Dharamsala, July 27 -- Tibet's government in
exile Tuesday said it received reliable
information confirming the suicide of a 70-year
old monk of Shag Rongpo monastery in the Nagchu
County of the so-called “Tibet Autonomous Region” (TAR).

Just last week Ngawang Tharpa, an exile Tibetan
with contacts in Nagchu, told Phayul that the
70-year old monk named Ngawang Gyatso of the
monastery had committed suicide on May 20 after
failing to withstand growing religious oppression in the monastery.

According to information received by Tharpa, a
"suicide note" left by the deceased monk was
confiscated by Chinese authorities. The
authorities had even warned the monks not to
discuss about the suicide and told them to resort
to the official explanation of a "natural death."

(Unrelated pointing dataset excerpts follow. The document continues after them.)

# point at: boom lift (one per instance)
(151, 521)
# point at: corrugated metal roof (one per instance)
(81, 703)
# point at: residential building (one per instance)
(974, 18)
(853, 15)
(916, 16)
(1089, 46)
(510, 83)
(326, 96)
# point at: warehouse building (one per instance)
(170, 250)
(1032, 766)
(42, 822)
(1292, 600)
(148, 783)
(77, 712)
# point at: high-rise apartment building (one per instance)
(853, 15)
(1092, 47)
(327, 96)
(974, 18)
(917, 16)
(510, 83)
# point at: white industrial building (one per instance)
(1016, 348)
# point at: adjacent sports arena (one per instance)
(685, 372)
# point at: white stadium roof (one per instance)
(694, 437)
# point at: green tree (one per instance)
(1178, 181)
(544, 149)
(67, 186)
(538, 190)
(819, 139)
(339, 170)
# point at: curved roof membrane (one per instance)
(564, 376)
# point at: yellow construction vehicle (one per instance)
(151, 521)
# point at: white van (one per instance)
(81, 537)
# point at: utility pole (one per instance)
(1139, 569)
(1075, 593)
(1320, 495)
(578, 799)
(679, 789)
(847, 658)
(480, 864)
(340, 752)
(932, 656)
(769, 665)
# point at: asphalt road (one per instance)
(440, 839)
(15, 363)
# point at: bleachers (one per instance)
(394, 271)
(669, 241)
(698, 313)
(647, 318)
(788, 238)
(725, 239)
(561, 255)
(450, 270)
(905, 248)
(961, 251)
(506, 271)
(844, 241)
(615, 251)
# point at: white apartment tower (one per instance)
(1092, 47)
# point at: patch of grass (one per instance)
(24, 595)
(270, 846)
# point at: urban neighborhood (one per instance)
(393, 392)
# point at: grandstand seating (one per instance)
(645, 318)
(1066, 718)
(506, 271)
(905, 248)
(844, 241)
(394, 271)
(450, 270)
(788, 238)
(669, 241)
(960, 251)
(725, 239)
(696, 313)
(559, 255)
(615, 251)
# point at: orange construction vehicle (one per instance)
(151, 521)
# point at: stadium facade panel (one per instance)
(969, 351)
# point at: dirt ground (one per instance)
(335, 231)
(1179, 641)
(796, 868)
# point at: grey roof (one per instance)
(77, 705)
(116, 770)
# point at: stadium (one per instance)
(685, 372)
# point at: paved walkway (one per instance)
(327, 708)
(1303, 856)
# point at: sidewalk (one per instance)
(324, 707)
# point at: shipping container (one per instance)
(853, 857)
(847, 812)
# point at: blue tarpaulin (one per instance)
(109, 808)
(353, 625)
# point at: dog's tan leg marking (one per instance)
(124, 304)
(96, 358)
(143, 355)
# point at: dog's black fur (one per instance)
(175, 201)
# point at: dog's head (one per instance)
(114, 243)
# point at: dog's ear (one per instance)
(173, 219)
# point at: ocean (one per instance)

The exile Tibetan government, in a post on its
official website, said the 70-year old monk was
forced to commit suicide due to "intolerable
depression caused by the Chinese government's
draconian measures to oppress Tibetan monks."

The report said the events leading to the monk's
suicide started with the stepping up of the
controversial "patriotic education" campaign in
the monastery and the subsequent arrest of the
monastery's head lama, Dawa Rinpoche, sometime back.

Following the widespread anti-China unrest in
2008, Chinese authorities in the ‘TAR' and other
non-TAR Tibetan areas have launched renewed and
intensified "Patriotic Education" campaign
covering almost every sections of society.

Under the campaign, Chinese "work team" officials
are sent to especially monastic institutes, which
are long considered hot-bed of political
dissidence, on a regular basis to "educate" monks
and nuns to be patriotic towards nation and one's
religion, and to oppose ‘splittist’ forces, which
include denouncing the revered Tibetan spiritual
leader the Dalai Lama, whom China reviles as a “splittist”.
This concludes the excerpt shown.